Insulin is a hormone produced by the pancreas, and it helps control the level of glucose (sugar) in the bloodstream. Without insulin, glucose builds up in the blood instead of being transported into your cells and used for energy. This can cause dangerous health complications.
Nine percent of the Canadian population, or about 3.5 million people, has been diagnosed with diabetes. Five to 10 percent live with type 1 diabetes, and the rest have type 2 diabetes. In this blog post, we’ll take a closer look at type 1 diabetes. Did you know these 10 things?
- Type 1 diabetes was once referred to as “juvenile diabetes” or “insulin-dependent diabetes.” It usually begins in childhood or adolescence, but it can also affect adults. There is no cure.
- Type 1 diabetes is an autoimmune disease, meaning that the immune system attacks the pancreatic cells that produce insulin. Normally, the immune system protects us from harmful organisms such as viruses and bacteria. No one knows for sure what causes type 1 diabetes, but it may result from a genetic predisposition and environmental factors. (Researchers do not think weight is a factor, unlike type 2 diabetes.)
- Risk factors for type 1 diabetes include a family history of the disease (parent or sibling) and perhaps environmental factors (such as exposure to viruses, but this is unconfirmed). Research has also found that the incidence of type 1 diabetes is higher in countries farther from the equator. Unfortunately, not much else is known about risk factors, and there are no recommendations for prevention of this disease.
- The symptoms of type 1 diabetes can develop relatively quickly, over the course of a few weeks. They may include increased or unusual thirst, frequent urination, increased hunger, unintended weight gain or loss, fatigue, blurred vision, frequent or recurring infections, slow healing of cuts or bruises, and mood changes (irritability).
- Type 1 diabetes is always treated with insulin, which is injected with a pen, syringe or pump. The aim is to keep blood glucose levels as close to normal as possible. People with diabetes should work with their physicians to determine how much insulin they need each day and how often it should be injected.
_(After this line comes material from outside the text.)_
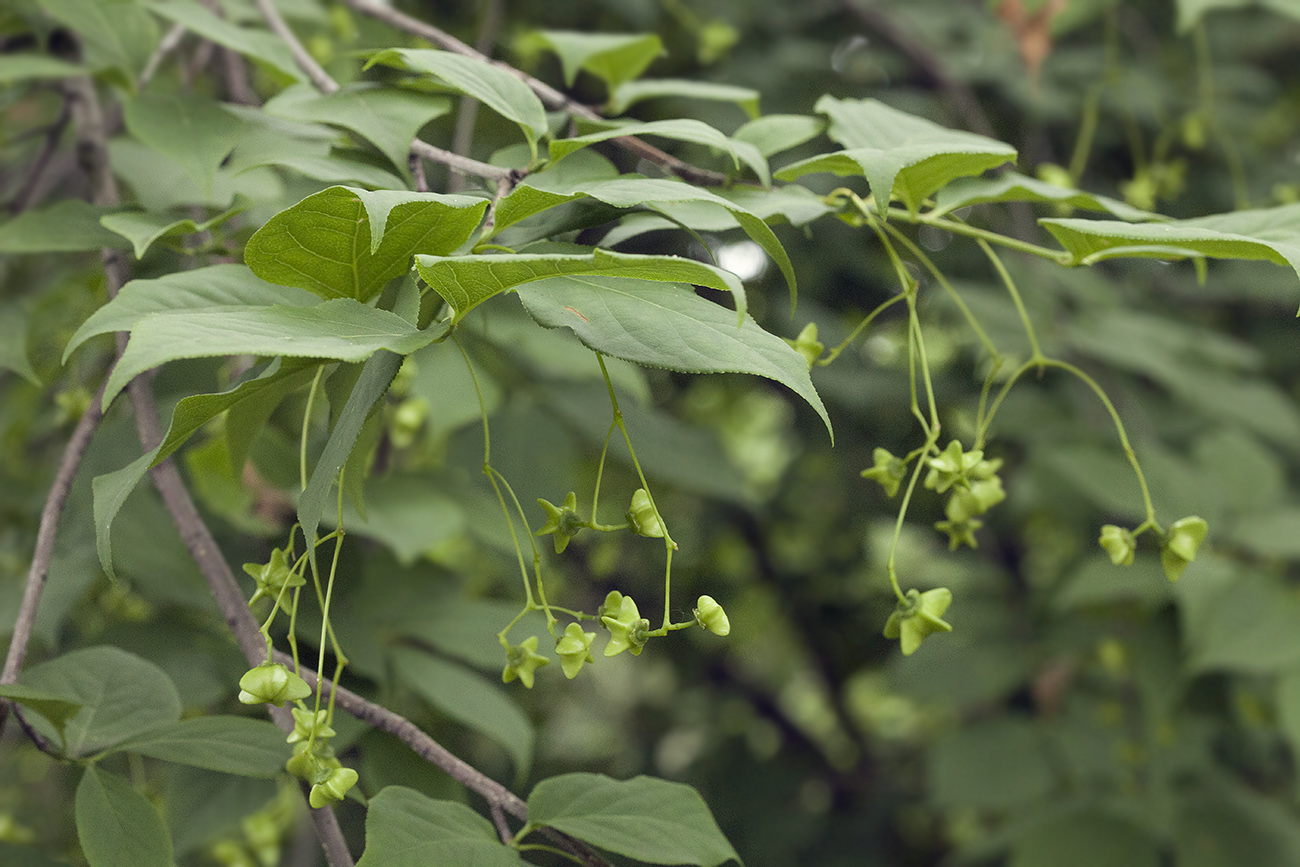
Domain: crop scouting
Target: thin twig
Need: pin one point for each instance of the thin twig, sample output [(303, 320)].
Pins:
[(550, 96)]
This will depend on the individual’s age, lifestyle, meal plan, goals and other factors.
- Managing diabetes also involves frequent monitoring of blood glucose levels, careful meal planning to avoid sugar spikes, eating a healthful diet, managing stress and exercising regularly. It is important to people with type 1 diabetes to work together with their health care professionals to manage their condition. To learn more about nutrition and diabetes, it is helpful to consult a registered dietitian.
- People who have type 1 diabetes can experience short-term complications if their blood glucose is too low (hypoglycemia) or too high (hyperglycemia) compared to their target range. When blood glucose is too low, symptoms may include hunger, shakiness, sweating, dizziness, rapid or irregular heart rate, headaches, fatigue, irritability or blurred vision. If blood glucose isn’t increased (by consuming a fast-acting carbohydrate such as fruit juice or candy), additional symptoms can include lethargy, confusion, coordination problems, behavioural changes or convulsions. If blood glucose is too high, symptoms may include increased thirst, frequent urination, fatigue, blurred vision, irritability, hunger and difficulty concentrating. The person may require additional insulin to lower their blood glucose.
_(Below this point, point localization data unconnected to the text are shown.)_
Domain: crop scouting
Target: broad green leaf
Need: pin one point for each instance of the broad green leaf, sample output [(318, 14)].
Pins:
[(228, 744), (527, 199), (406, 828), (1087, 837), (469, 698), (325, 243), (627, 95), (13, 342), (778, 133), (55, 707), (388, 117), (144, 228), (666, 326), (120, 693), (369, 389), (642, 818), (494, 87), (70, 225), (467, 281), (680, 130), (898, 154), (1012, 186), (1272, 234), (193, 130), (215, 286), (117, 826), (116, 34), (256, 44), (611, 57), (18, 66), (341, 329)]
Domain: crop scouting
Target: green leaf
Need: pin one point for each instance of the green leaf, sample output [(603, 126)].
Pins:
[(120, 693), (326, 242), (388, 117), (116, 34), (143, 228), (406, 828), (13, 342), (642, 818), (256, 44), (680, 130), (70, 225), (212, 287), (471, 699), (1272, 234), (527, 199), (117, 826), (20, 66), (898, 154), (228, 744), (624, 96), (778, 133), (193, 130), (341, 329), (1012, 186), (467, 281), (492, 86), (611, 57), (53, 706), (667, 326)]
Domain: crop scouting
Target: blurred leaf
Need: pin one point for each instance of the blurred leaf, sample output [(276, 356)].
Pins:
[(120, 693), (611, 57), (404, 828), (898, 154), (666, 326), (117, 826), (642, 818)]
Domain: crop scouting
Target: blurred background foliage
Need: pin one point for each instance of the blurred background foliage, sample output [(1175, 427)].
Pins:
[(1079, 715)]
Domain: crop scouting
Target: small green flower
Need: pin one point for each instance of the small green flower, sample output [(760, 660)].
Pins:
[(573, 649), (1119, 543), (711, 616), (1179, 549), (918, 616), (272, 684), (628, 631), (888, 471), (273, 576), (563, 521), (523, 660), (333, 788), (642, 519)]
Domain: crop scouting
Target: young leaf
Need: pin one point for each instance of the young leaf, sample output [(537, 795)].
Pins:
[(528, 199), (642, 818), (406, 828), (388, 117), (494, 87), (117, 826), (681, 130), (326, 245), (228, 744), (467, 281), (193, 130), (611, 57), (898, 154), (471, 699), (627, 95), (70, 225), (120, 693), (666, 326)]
- If type 1 diabetes is uncontrolled or not well managed over the long term, health complications can happen. These may include coronary artery disease, atherosclerosis (narrowing of arteries), heart attack, stroke or high blood pressure. Diabetes can also cause nerve damage – even loss of feeling – usually starting in the fingers and toes and gradually moving higher. Nerve damage can also affect the gastrointestinal system. Diabetes can also cause significant damage to the eyes, kidneys and feet, and it may cause problems with oral health. In pregnant women, type 1 diabetes increases the risk of complications for both the mother and baby. In men, type 1 diabetes can cause erectile dysfunction.
- Anxiety and depression are more common among people with diabetes than in the general population. It is important to seek mental health care to address these conditions. Talking to a physician or diabetes educator is a good first step. People can also find emotional support through diabetes support groups in their communities or online.
- Living with type 1 diabetes can be challenging and frustrating at times. It’s important to keep in mind that if the condition is well managed, people can live a long, healthy life.